One student responded: ”Maybe there is a gap, but perhaps only because we don’t exactly know what is all possible.”

Another said: “I would try and change the world… but I’m not sure how yet.”

Teachers can build start “a bridge between what THEY know about technology and what YOU know about efficient and effective learning,” Ferriter concludes.

Anti-bully tweets praise of classmates

An Iowa City teenager and his friends are cyber-praising classmates in protest of cyberbullying, writes USA Today.

Jeremiah Anthony created a Twitter feed to compliment his fellow West High School classmates after reading about bullies who use social media to harass other students. Anthony and two friends send kind words to classmates and teachers under the Twitter handle @WestHighBros.

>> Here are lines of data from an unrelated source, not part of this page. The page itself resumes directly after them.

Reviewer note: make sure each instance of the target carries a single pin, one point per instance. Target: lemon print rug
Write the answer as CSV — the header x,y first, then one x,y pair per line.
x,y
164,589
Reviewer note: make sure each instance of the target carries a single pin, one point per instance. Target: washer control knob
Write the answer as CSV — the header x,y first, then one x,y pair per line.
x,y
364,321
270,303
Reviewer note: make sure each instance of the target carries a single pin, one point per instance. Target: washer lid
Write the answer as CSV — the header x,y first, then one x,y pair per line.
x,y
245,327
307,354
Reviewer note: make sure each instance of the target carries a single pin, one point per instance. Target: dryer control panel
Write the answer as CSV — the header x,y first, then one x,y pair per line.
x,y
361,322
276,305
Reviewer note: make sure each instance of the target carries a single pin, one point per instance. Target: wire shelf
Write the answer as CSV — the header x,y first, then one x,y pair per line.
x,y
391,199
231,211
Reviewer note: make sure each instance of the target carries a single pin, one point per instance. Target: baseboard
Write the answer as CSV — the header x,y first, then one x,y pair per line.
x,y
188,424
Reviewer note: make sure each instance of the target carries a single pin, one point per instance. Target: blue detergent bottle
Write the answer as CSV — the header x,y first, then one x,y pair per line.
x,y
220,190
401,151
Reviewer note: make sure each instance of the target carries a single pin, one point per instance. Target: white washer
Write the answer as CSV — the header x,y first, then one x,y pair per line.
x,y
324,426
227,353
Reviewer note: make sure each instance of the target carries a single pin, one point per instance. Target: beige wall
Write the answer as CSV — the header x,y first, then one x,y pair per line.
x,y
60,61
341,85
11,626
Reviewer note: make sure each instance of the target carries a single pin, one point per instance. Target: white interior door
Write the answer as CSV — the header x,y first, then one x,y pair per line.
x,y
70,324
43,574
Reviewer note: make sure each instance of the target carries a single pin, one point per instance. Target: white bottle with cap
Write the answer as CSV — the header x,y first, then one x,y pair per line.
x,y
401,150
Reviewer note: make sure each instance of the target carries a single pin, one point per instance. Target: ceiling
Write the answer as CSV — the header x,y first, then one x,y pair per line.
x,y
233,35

New Jersey union fights blended learning

New Jersey’s biggest teachers’ union is suing to shut down charter schools that use “blended learning,” a mix of online and group learning, according to the Hechinger Report.

Merit Prep opened this fall in Newark with 80 sixth-grade students, “mostly black, poor and below grade level,” and plans to add one grade level each year. Students spend part of the day working on laptops. They’re able to move forward at their own pace.

The online curriculum feeds each student’s answers into a data center operated by Touchstone Education, the non-profit school management group that runs Merit Prep. The data center then spits out reports that (math teacher Ben) Conant can use to monitor his students’ progress, figure out what one-on-one coaching each student needs and adjust what he will teach when he pulls a few kids aside into glass-enclosed seminar rooms for small-group instruction.

However, the New Jersey Education Association has gone to court to shut down Merit Prep and another charter school that uses blending learning, reports Hechinger. “The union’s lawsuit argues that charter schools can’t emphasize online instruction until the New Jersey state legislature evaluates and approves it.”

“Should we be experimenting with students during their academic experience?” asks Steve Wollmer, the union’s communications director. “They only get one trip through the public schools.”

After all, non-blended learning is a proven success in Newark. (Yes, that’s sarcasm.)